Example:- Window: 1 minute
- Segments: 6
- Permit Limit: 100
Instead of resetting all requests at once, the limiter continuously evaluates activity from the previous minute.
Visualization
|----10s-----|----10s-----|----10s----|
Segment1 Segment2 Segment3
As old segments expire, capacity becomes available gradually.Implementation
builder.Services.AddRateLimiter(options =>
{
options.AddSlidingWindowLimiter("sliding", limiterOptions =>
{
limiterOptions.PermitLimit = 100;
limiterOptions.Window = TimeSpan.FromMinutes(1);
limiterOptions.SegmentsPerWindow = 6;
limiterOptions.QueueLimit = 10;
limiterOptions.QueueProcessingOrder = QueueProcessingOrder.OldestFirst;
});
});
Apply to an endpoint:
app.MapGet("/sliding", () => "Sliding Window API") .RequireRateLimiting("sliding");
Implementing Token Bucket Rate Limiting
The Token Bucket algorithm maintains a bucket containing tokens.

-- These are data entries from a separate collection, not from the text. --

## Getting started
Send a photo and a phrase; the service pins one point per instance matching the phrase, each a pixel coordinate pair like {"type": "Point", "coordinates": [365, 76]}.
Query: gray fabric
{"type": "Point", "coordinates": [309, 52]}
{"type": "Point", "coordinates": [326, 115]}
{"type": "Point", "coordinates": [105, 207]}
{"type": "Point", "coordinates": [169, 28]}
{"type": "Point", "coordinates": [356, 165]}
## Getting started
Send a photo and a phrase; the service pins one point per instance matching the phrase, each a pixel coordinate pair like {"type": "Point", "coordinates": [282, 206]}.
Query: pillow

Each request consumes one token. Tokens are replenished at a configured rate.
Example:
Bucket Capacity = 100 tokens
Refill Rate = 10 tokens/sec
If tokens are available:
Request → Token Consumed → Success
If no tokens are available:
Request → Rejected (429)
This strategy allows occasional bursts while maintaining long-term control.Implementation
builder.Services.AddRateLimiter(options =>
{
options.AddTokenBucketLimiter("token", limiterOptions =>
{
limiterOptions.TokenLimit = 100;
limiterOptions.QueueLimit = 20;
limiterOptions.ReplenishmentPeriod = TimeSpan.FromSeconds(10); limiterOptions.TokensPerPeriod = 20;
limiterOptions.AutoReplenishment = true;
});
});
Apply to endpoint:
app.MapGet("/token", () => "Token Bucket API") .RequireRateLimiting("token");
Concurrency Limiter
Unlike the previous strategies, the Concurrency Limiter does not focus on requests per time period.

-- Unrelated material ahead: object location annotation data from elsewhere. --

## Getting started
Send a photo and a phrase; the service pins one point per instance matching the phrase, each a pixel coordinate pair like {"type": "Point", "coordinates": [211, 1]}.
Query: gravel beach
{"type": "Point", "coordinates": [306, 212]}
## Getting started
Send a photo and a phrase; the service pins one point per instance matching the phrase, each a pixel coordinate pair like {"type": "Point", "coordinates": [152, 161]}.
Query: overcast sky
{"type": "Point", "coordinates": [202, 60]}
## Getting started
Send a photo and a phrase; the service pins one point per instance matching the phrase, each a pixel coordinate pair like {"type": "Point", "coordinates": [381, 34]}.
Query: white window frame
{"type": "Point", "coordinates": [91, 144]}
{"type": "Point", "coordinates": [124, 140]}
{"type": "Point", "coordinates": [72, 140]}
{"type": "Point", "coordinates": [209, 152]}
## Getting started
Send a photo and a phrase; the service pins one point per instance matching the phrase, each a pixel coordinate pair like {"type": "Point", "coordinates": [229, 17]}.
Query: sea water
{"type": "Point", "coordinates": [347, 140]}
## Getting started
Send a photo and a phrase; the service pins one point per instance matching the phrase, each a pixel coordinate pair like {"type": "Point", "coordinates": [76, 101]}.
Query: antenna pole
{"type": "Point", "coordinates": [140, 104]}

Instead, it limits the number of concurrent requests being processed.Example:
Max Concurrent Requests = 10
If 10 requests are already being processed:
11th Request → Queued or Rejected
This protects resource-intensive operations from overwhelming the server.
Implementation
builder.Services.AddRateLimiter(options =>
{
options.AddConcurrencyLimiter("concurrency", limiterOptions =>
{
limiterOptions.PermitLimit = 10;
limiterOptions.QueueLimit = 20;
limiterOptions.QueueProcessingOrder = QueueProcessingOrder.OldestFirst;
});
});
Apply to endpoint:
app.MapGet("/concurrency", async () =>
{
await Task.Delay(5000);
return "Concurrency Limited API";
}) .RequireRateLimiting("concurrency");
Combining Multiple Rate Limiters
In production environments, a single strategy is often insufficient.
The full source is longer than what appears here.